The methods presented in this book have been evaluated on public datasets and applied to scene text recognition and handwriting recognition systems. Readers will gain a better understanding of state of the art methods and research findings in multilingual scene text recognition, handwriting recognition, and related fields. The prerequisites needed to understand this book include basic knowledge for machine learning and deep learning. 
Chapter 1 Introduction.
Chapter 2 Primitive Representation Learning.-
Chapter 3 Multielement Attention Mechanism.
Chapter 4 Dynamic Temporal
Residual Learning and Attention Rectification.

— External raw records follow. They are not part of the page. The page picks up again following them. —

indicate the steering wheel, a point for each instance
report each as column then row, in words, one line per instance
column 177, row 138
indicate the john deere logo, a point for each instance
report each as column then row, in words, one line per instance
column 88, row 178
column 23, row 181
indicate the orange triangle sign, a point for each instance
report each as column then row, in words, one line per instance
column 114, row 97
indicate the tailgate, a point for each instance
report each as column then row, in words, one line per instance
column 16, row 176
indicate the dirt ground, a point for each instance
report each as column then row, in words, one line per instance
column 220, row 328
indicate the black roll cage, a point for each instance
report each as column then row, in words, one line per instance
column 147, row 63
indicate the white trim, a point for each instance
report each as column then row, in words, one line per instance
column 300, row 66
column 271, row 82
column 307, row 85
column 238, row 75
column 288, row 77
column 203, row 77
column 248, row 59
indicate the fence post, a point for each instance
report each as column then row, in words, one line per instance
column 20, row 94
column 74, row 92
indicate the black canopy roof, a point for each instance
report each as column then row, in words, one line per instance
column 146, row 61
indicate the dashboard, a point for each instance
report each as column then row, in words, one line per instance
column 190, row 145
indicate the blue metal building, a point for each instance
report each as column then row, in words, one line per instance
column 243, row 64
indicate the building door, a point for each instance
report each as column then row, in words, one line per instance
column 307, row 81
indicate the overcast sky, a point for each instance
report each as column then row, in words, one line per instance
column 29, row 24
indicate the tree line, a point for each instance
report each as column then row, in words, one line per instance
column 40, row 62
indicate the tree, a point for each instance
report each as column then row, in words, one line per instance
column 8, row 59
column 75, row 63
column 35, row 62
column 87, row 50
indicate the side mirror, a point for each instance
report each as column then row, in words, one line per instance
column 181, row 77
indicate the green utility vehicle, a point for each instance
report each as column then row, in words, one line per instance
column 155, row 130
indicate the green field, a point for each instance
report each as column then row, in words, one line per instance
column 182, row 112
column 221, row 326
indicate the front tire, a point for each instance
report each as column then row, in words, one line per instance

Chapter 5 TH-DL Multilingual
Text Recognition System Framework.
Liangrui Peng is currently an associate professor at the Department of Electronic Engineering, Tsinghua University, Beijing, China. She received her Ph.D. degree in Information and Communication Engineering from Tsinghua University in 2010. Her research interests include multilingual text recognition and understanding, computer vision and machine learning. She has received the National Awards for Science and Technology Progress (Second Class) in China three times. Her recent research work with graduate students has advanced multilingual text recognition, receiving multiple awards including the DAS 2016 Best Paper Award, the ICDAR 2019 Best Student Paper Runner Up Award, and the DRR 2015 Best Student Paper Award.



Ruijie Yan received his B.Sc. degree in 2017 and Ph.D. degree in 2022 from the Department of Electronic Engineering at Tsinghua University, Beijing, China. He is currently a senior applied scientist at Microsoft (China) Co. Ltd. His research interests include computer vision and machine learning. He has published several papers in venues such as CVPR, ECCV, etc., and won the ICPR 2020 and ICDAR 2017 Arabic Video Text Detection and Recognition competitions.